Closed RuPingCen closed 2 months ago
For the latency, could you try removing the sleep here: https://github.com/dora-rs/autoware.universe/blob/db29af5314dbe4c3c9c5c79ab78e33f2a8bbd327/localization/ekf_localizer/src/gnss_ekf.cc#L65
The _“EKF_fusionpthread“” thread is the sleep of the thread that sends data and has nothing to do with data reception. Data packet loss has occurred when receiving data from other nodes in the function *“int run(void dora_context) ”**.
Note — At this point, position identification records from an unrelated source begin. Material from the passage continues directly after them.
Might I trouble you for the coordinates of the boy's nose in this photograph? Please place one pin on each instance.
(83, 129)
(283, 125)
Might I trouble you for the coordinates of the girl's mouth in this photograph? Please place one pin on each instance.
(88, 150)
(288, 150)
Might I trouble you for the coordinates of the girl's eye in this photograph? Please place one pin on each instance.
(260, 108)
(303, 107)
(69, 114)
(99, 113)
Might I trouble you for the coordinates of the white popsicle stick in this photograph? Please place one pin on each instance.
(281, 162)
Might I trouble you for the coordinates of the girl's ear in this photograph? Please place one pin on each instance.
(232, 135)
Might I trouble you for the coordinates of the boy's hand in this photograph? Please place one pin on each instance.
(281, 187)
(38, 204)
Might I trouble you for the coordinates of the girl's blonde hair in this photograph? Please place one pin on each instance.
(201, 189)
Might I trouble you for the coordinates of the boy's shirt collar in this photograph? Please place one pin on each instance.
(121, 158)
Dora uses a default queue size of 10 for each input. If the receiver cannot keep up with the sender, dora deliberately drops some inputs (oldest first). If you set the RUST_LOG
environment variable to debug
you will see a "dropped X inputs because event queue was too full" in the command-line output.
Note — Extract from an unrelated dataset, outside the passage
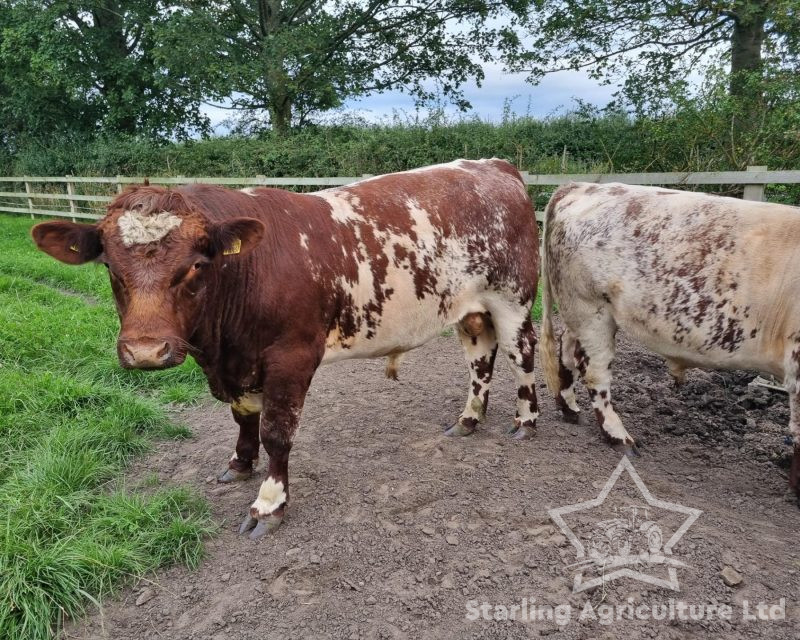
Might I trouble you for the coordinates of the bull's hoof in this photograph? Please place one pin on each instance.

You can set a custom queue size in your YAML file, e.g.: https://github.com/dora-rs/dora/blob/ea47a556a77f6c64f29ab07939d747edc8573671/examples/python-dataflow/dataflow.yml#L5-L8
As you said I set the parameter queue_size: 100, but data packet loss still exists.
I check the logs for the python node "gnss" , which is normal pub the data with 4643.
The second node "gnss_poser" with c/c++ finally received only 4229 data_seq.
This phenomenon started to occur when receiving the 33rd data seq.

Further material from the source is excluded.